Аглая долго смотрела, не отводя глаз, потом, словно что-то вспомнив, медленно кивнула:

— Верю, — но глаз не отвела и дальше.

Пауза немного затянулась, затем она спросила, явно сомневаясь в том, следовало ли это делать:

— Там… не все так просто, да? Я имею в виду… ну как вы с Верой встретились.

— Почему ты так думаешь?

— Она что-то хотела мне сказать, потом передумала. Но немного проболталась. Мы с ней как лучшие подруги, ты ведь знаешь.

— Знаю, — сказал я и добавил: — Все верно, не так там все просто.

— И памяти ты не потерял, — добавила она уже утвердительно.

— Не потерял.

— А в чем секрет тогда?

— Что это за секрет, если его всем рассказывать? — попытался я съехать на шутку.

— Я — не все, — решительно заявила она. — Ты для меня тоже не все, мы встречаемся.
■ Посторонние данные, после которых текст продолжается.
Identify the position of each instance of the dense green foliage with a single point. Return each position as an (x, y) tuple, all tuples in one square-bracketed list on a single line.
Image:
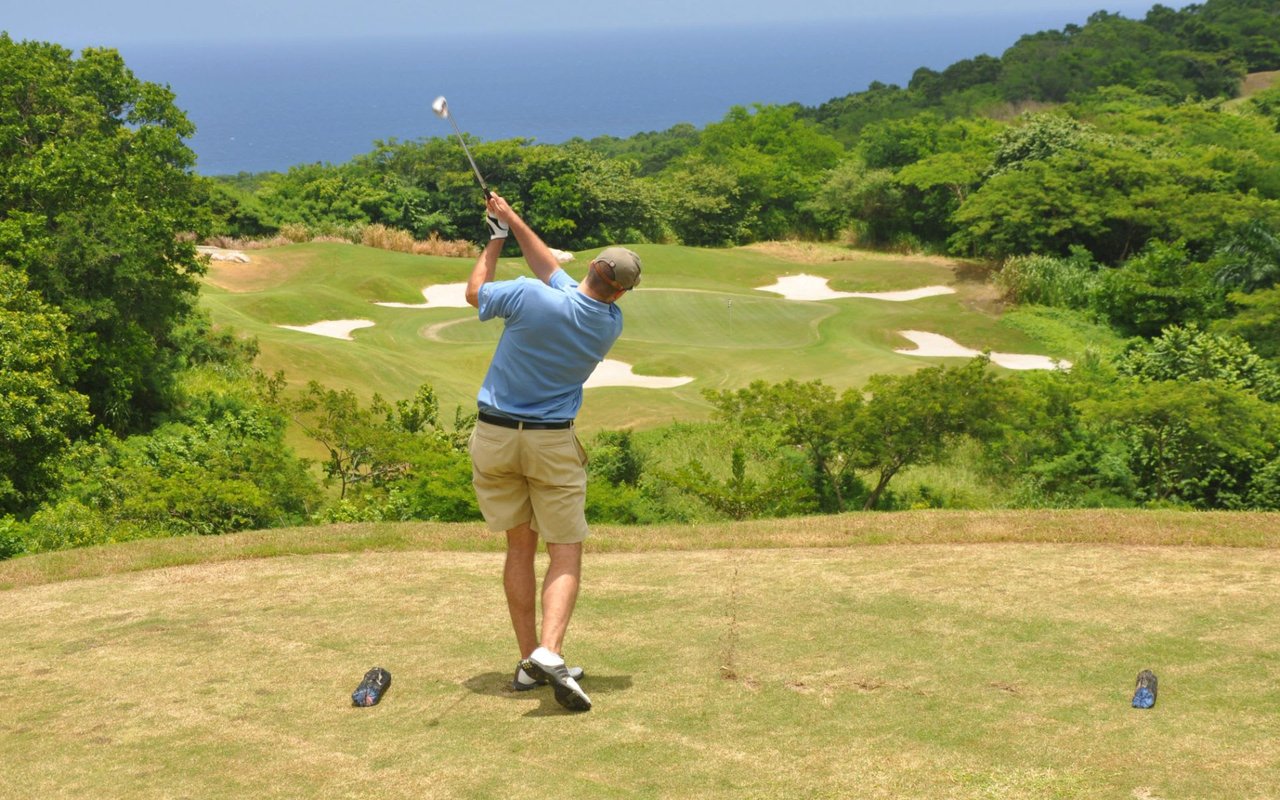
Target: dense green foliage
[(95, 183), (1104, 173)]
Хочешь, чтобы это все… — она кивнула почему-то на стол, словно подразумевая обед, хотя говорила совсем о другом, — продолжалось — будь со мной честен. Пожалуйста.

— Хорошо, — кивнул я. — Только… — Тут я даже не нашелся сразу со словами. Как вот объяснить то, что придется сейчас объяснять?

— Только что?

— Давай сразу условимся, с самого начала: я — не сумасшедший, хорошо?

Я ожидал недоумения, но она лишь чуть-чуть нахмурилась и кивнула:

— Хорошо, мы условились.

— А еще это тайна. Для всех, кроме Веры и теперь тебя.

— Хорошо.

Я подумал немного над вступлением к речи, но в голове ничего путевого не сложилось, мысли путались. Тогда я просто откинул крышку маленького подсумка, висящего на ремне, и вытащил оттуда часы, свой дорогой и модный швейцарский хронометр «Бланпа».

— Знаешь, что это такое? — положил я их перед ней.

— Часы, — сказала она, посмотрев внимательно и покрутив в руке. — Такие, каких я никогда не видела. У нас ничего подобного не делают, как мне кажется.

Я запустил руку в тот же подсумок и достал небольшую карточку с моей фотографией — мои водительские права. И тоже выложил перед ней.

— Что это?

Ее тонкие пальцы с коротко остриженными ногтями покрутил и документ, зачем-то постучали его ребром по столу, затем вновь начали крутить.

— Это ты… — сказала Аглая, глядя на фотографию. — С цветом… а это что?

Ее палец перескочил на дату.

— Это год моего рождения, — сказал я. — И город, в котором я родился. Такая вот штука получилась.

 

* * *

 

Мы все же с Аглаей поцеловались. Один раз всего, зато по-настоящему. А так даже обнять толком не дала, вырвалась. Но когда я пообещал и завтра к вечеру заехать — заметно обрадовалась.

А рассказу моему она поверила. Действительно поверила, я это понял, то есть не сделала вида, что верит, для того чтобы я еще больше не распсиховался. И сумасшедшим не сочла. Даже мобильник мой не понадобилось показывать, а то он у меня все равно дома спрятан. Зато расспросов было — до глубокой ночи засиделись. Она даже остаться ночевать предложила, но, поскольку подразумевалась гостевая комната, что совсем не вдохновляло, я сразу отказался.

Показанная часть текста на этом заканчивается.